Nitekim sorunun ana amacı, böyle bir olayda manevi tazminatın miktarına dair bir fikir edinme olduğu halde, bu hususta kimse bir beyanda bulunmamış.Miktara dair şahsen ben bilgi sahibi değilim.Gece gündüz içtihatları, kara kara kitapları okumakla geçiyor ömrümüz ama karşımıza da bir dava çıkınca kaç liralık manevi, kaç liralık maddi tazminat istemeliyiz, şaşıp kalıyoruz.Bunda suçumuz da yok: gece gündüz bütün hukuk dergilerini kitaplarını hıtmetmekten geri kalmıyoruz.Yani en ağır şartlarda sorumluluğumuzu yerine getirdiğimiz halde neden böyle basit bir konuda hiç birimizin bir fikri yok..

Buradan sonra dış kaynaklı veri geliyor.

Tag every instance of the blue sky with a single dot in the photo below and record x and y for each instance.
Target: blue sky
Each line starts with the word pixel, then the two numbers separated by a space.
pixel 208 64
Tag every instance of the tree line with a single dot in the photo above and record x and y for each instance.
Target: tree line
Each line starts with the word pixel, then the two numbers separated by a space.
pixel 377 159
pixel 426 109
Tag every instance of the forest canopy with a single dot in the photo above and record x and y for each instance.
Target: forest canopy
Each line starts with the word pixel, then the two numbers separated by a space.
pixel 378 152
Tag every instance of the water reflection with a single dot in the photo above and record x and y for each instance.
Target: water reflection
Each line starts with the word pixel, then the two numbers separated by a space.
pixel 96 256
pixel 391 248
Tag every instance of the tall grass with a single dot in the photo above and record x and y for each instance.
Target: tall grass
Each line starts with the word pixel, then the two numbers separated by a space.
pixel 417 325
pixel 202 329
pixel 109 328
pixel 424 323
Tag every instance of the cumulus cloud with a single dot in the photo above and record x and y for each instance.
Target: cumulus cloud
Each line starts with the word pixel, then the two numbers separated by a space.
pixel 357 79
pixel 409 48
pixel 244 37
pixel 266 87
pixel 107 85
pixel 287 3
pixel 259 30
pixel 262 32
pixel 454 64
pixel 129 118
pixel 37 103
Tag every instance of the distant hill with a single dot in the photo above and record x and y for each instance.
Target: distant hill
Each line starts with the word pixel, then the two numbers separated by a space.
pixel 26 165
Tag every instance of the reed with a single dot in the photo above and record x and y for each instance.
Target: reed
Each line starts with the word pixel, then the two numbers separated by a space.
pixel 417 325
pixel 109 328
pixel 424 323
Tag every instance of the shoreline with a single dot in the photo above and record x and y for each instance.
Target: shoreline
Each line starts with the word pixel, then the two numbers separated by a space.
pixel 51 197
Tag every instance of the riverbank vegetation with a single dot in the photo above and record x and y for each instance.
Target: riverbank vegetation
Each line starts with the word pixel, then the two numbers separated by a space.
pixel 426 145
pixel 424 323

Bence bunun nedeni Yargıtay içtihatlarında, AİHM içtihatlarındaki gibi somut olay ve netice yerine, su üzerine yazılmış yazı misali, sadece kalıplaşmış ifadelerle meselenin geçiştirilmesidir.Yani bu konuda bizim bir fikrimizin olması için ille de o konuda bir dava açmış ve Yargıtaydan geçirmiş olmamız mı lazım.Böyleyse bunca kitaplara dergilere ne diye o kadar para veriyoruz.Yani sanki içtihatlara somut olay ve netice ( olay şundan ibaret ve buna göre hükmedilen ….ytl manevi tazminat , …ytl maddi tazminatın karşı taraftan tahsiline denilerek) yansıtılsa, birilerinin forsu azalacak.Dikkat edilirse, günlük hukuk dergilerden de bu konuda fikir edinmek zor. Onların da suçu yok;çünkü dosyaya ulaşılmadan bir içtihattan bu hususta fikir edinmek zor.